The government has launched a consultation seeking views on the implementation of Awaab’s law, named for Awaab Ishak, a two-year-old who died in December 2020. An inquest found that Awaab died from a severe respiratory condition caused by prolonged exposure to mould in his home. His parents had complained to their social housing landlord, who failed to take action for three years. Subsequent campaigning led the government to pass Awaab’s law in July 2023, which requires the Secretary of State for Levelling Up, Housing and Communities to set out new legal duties for social landlords to address hazards, such as damp and mould in social homes, within a fixed time period.

Awaab’s law effectively implies into social housing tenancy agreements a term that requires landlords to comply with new requirements, which are to be set out in regulations. This means all registered providers of social housing will have to meet these requirements, and if they do not, residents will be able to take legal action through the courts for a breach of contract. The court can order the landlord to carry out repairs, pay compensation and pay the tenant’s legal costs. These requirements are the subject of the government consultation.

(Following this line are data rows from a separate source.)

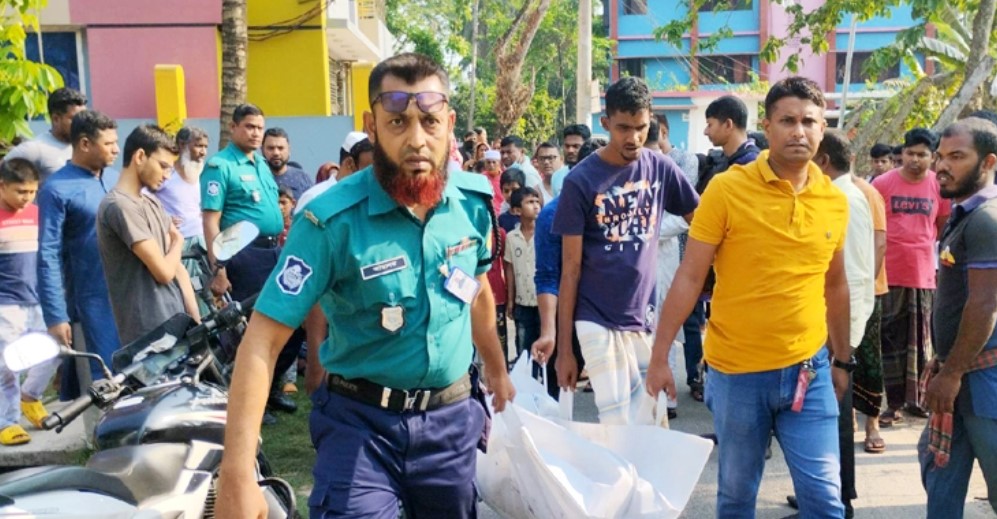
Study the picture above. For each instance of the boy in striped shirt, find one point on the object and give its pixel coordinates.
(20, 311)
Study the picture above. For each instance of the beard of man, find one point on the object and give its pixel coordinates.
(424, 190)
(967, 186)
(191, 168)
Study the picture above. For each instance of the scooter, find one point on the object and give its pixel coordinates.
(159, 440)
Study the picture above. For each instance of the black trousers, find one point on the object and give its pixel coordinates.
(846, 443)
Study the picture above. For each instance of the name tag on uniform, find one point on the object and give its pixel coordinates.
(383, 268)
(462, 285)
(392, 318)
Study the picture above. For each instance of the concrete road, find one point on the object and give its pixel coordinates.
(888, 484)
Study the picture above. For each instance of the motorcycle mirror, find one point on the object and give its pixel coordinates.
(30, 350)
(229, 242)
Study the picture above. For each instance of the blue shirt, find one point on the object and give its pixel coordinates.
(557, 179)
(617, 212)
(969, 242)
(67, 205)
(379, 275)
(547, 247)
(296, 180)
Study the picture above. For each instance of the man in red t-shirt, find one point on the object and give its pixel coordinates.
(915, 215)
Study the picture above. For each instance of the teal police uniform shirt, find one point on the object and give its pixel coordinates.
(379, 275)
(242, 190)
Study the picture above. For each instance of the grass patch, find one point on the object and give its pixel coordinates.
(288, 446)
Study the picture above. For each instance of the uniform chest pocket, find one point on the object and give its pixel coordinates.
(387, 283)
(467, 261)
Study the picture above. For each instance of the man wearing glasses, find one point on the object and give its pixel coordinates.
(396, 255)
(139, 243)
(548, 158)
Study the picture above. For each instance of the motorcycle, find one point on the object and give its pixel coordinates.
(159, 439)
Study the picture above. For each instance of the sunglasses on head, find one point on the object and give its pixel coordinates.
(397, 102)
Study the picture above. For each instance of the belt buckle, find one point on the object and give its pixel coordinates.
(416, 400)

Under the government proposals, social landlords must investigate hazards and carry out repairs when a hazard poses a significant risk to the health or safety of the resident of the dwelling. Landlords must consider all 29 of the health and safety hazards set out by the Housing Health and Safety Rating System (HHSRS). This includes hazards such as those arising from damp and mould, cold, asbestos, lead, crowding, electrical hazards, and falls. The proposals have exceeded the initial expectations of campaigners in this respect, broadening the scope of hazards so that Awaab’s law will be applicable to a variety of situations.

A landlord must investigate a potential hazard, either in person or remote, within 14 days of notification to ascertain if there is a hazard. Within this time, the landlord must provide a written summary of findings to the resident, detailing any hazard identified and (if applicable) next steps, including an anticipated timeline for repair and a schedule of works. If a hazard poses a significant risk to the health or safety of the resident, the landlord must begin repair works within 7 days of the written summary being issued and satisfactorily complete repair works within a reasonable time period. There is no definition of a reasonable time period in the proposals as this will vary depending on the circumstances. Neither is there a fixed definition of significant risk; landlords will need to take into account the individual circumstances of residents when considering the risks posed by hazards and should not make decisions based solely on the HHSRS category levels. The landlord must action emergency repairs as soon as practicable and, in any event, within 24 hours. Whist the proposals do not prescribe emergency repairs, examples are provided, including gas leaks, broken boilers and lack of water supply.

If the property cannot be made safe within the specified timescales for Awaab’s Law, the landlord must offer to arrange for the residents to stay in suitable alternative accommodation until it is safe to return. The landlord will be expected to keep clear records of all attempts to comply with the proposals, including records of all correspondence with residents and any contractors.

The proposals are an improvement on the current position, in particular by providing timescales in which social landlords must investigate and begin works. There will likely continue to be areas of dispute, especially regarding what is a reasonable period in which to complete works and whether hazards pose a significant risk to tenants.

This consultation opened on 9 January 2024 and will last for 8 weeks ending 5 March 2024.